The Greek Fathers' understanding of the transfiguration event is that the disciples' vision of Jesus' deified human flesh revealed to them not only the glory of God, but also what it means most fully to be human. The self, once lost in desolate emptiness, is subsequently rediscovered through union with God.
This is, at the end of the day, what the Lenten journey is about. In the wake of the brokenness and loss we experience, Tabor, the mountain of the vision, discloses the other side of the coin, or the answer, to the daily seductions we are bound to face and which were revisited on the first Sunday of Lent through Christ's own experience.
The mountain, in biblical imagery, is an image of the soul as it lifts itself up in contemplation. The soul in contemplation participates in a sort of transfiguration, experiencing that loving presence of God which disperses in our hearts all temptations and all that is disorderly. The illumination of the heart, the grace that makes us divine, as Eastern theology understands it, the transfiguration of our being and of everything, are all the proclamation of a future world.
The patristic tradition unanimously interprets the Gospel narrative of the transfiguration as an anticipation of the second coming. But this second coming is not in a distant future; it becomes real for the believer in the sacraments and in what we term as spiritual experience. Everything on earth is image and shadow of the heavenly reality.
This second Sunday of Lent is all about the real meaning of the 'liturgy'. God's promises are always consolidated and find fulfilment in the space we create for celebration and adoration. A good liturgy provides the inviting space for God's disclosure. Just as a stale liturgy always generates a bored religion.

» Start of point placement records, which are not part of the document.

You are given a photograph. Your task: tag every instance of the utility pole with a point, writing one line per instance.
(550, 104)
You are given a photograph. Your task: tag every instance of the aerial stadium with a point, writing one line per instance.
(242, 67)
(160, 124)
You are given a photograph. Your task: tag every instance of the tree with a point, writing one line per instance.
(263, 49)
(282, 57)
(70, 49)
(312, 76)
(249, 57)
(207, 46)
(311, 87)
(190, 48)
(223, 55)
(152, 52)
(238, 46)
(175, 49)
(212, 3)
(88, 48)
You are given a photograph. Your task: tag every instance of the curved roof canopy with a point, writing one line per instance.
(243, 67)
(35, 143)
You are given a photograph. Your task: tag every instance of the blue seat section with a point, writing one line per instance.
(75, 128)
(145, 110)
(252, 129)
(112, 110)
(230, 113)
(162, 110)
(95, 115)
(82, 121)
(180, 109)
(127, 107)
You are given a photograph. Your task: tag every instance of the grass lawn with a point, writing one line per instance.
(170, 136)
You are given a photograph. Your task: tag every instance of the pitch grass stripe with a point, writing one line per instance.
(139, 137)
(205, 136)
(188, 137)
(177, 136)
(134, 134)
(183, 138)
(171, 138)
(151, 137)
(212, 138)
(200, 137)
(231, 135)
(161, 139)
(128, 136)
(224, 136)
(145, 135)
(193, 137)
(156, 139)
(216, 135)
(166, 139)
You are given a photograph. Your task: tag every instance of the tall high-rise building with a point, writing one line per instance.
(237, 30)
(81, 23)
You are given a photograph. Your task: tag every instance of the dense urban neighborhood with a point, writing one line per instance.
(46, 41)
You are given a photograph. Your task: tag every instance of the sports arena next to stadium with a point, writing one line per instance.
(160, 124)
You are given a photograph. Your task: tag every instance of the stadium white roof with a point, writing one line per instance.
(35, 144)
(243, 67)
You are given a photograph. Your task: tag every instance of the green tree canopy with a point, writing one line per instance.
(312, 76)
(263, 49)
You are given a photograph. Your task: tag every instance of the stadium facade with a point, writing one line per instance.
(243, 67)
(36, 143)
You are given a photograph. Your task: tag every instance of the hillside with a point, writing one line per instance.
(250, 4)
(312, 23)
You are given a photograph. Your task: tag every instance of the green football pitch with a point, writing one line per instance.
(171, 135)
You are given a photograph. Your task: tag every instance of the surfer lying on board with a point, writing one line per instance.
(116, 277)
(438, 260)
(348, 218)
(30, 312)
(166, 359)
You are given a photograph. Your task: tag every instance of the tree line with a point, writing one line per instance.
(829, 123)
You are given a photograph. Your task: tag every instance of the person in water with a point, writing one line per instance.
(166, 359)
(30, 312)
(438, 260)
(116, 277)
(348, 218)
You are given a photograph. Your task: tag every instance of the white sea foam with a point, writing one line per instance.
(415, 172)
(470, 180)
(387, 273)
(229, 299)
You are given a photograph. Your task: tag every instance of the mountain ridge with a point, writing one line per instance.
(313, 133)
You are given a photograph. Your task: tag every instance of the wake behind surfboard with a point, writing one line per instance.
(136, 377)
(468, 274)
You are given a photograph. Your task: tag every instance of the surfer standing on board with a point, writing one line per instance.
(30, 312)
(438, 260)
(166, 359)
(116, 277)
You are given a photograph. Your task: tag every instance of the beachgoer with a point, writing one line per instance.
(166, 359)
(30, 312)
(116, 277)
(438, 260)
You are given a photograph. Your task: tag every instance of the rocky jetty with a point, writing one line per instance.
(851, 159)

Today unforunately, and for diverse reasons, our churches are in stereotype mode where the liturgy is concerned. No wonder people are bored. The liturgy is supposed to be the vehicle of the transcendent, the 'whole' finding a home in the fragment. The liturgy is always a window that opens on the unlimited.
At the beginning of the 20th century, Romano Guardini, a great liturgist who anticipated the Council's reform, had already written in the early 1920s about what he termed "a spiritual awakening in the hearts of people", a spiritual renewal of the Church already underway thanks to the liturgical movement.
It is high time that we start asking seriously ourselves how come Catholicism has such an incomparable intellectual, cultural, mystical and spiritual heritage and yet appears so stagnant and so lacking in self-confidence. We need to go back to the mountain vision and to let God's brightness 'lay hold of the beholder'.